だからアメリカが安心したのはようやく走り出してからだった。そうしながらも抜け出すべきタイミングも辿るべきルートも身体が覚えていたことに失望しながらため息を重ねて、やがて問題のスポットにたどりついた瞬間に思わず漏らした声が意外に大きかったらしい。自転車置き場のバラック、常に放置されている鍵の錆びた自転車を動かすと現れるひとひとりがぎりぎり通れるくらいの隙間の前でふたりが同時に振り向いた。
「あれ、アメリカ?」
「およ、」
この遅いのにいつもの通りしっかり着こなした制服の上からトレンチコートを羽織ったフランスと、何故か腕まくりをしてカーディガンを手にかけているスペイン。もう一度三人で顔を見合わせたあとで、スペインは口を開くなり、
「フランス、なんでこのがきんちょにとっておきを教えたん?」
「がきんちょッ?!」
「だってがきんちょだもん」
「なにおう!!!」
条件反射で身を乗り出したアメリカの前にフランスが立ちはだかって軽く肩を叩いたあと、スペインを振り返って呆れた口調になった。なぜか三人、狭くもない自転車置き場の中でくっついた恰好になっていたので、フランスの肩口からアメリカはしかめっ面をしてみせた。
「スペイン、ちょっと黙っててくれないかしら」
「えー」
「ここでちょっかいをかける意味が分からないわ、まったく」
「だって、そこにアメリカがいるんだもん」
「はいはいはいはい。それでアメリカ、あなたはこの時間に出かけるの?」
「この時間に戻ってきたひとたちに言われたくないんだけど」
「それはそれ、これはこれ」
「……いいから、そこ通してほしいんだけど」
「あら、私はべつにイギリスじゃないから、通さないつもりなんてちっともないわよ」
どうぞ、なんて笑いながら退いたのに何か言ってやろうと口を開きかけ、アメリカは不意に視界を掠めた光景に素早くまばたきを何度が繰り返した。スペインの手元のカーディガンが落ちそうになったのがきっかけだった。アメリカから見て左側にずれたフランスが右手でそれを取り上げたとき、ふたりはしっかり指と指を絡めていたのである。
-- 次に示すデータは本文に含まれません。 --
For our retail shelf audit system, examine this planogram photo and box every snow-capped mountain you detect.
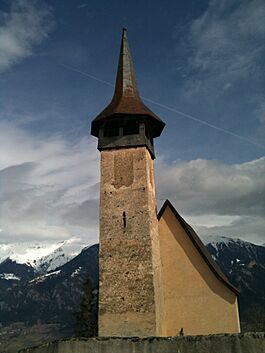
[204,237,265,331]
[0,238,85,279]
[0,237,265,330]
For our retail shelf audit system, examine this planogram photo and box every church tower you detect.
[91,29,165,336]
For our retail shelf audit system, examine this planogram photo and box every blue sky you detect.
[0,0,265,243]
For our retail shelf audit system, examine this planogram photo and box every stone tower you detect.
[91,29,165,336]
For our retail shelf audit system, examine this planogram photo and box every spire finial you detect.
[91,27,165,137]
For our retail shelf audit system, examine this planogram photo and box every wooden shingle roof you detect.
[91,28,165,137]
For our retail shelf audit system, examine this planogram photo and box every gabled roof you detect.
[91,28,165,137]
[157,200,239,295]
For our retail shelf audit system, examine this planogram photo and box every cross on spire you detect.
[91,28,165,137]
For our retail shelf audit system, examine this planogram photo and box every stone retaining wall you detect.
[19,332,265,353]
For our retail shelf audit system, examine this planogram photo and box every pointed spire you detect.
[114,28,140,99]
[91,28,165,137]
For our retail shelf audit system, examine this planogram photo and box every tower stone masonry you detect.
[91,29,165,337]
惚けたようにその、手の持ち主に相応しくもないいっそこどもじみた繋ぎ方を眺めていると不意にフランスの笑い声が聞こえ、アメリカは弾かれたように顔を上げた。
「ま、あなたもしっかりやりなさい」
「いいから行こうよお、フランスー」
「こらこら、制服は伸びるから引っ張らないで」
「行ーこーうーよー」
「はいはい。じゃあね、アメリカ」
最後にアメリカへひらひらと手を振ったフランスの表情は、むしろどこか優しげだった。その一方でもうアメリカのことなんてすっかり忘れたようなそぶりのスペインと彼女が並んで、というよりはぴったりくっついて寮のほうに歩いていく後ろ姿をしばらくの間ぼんやりと眺める。勿論求めていた答えは分からなかったし、そもそも何が分からなかったのがよく分からなくなってアメリカはやはり走ることにした。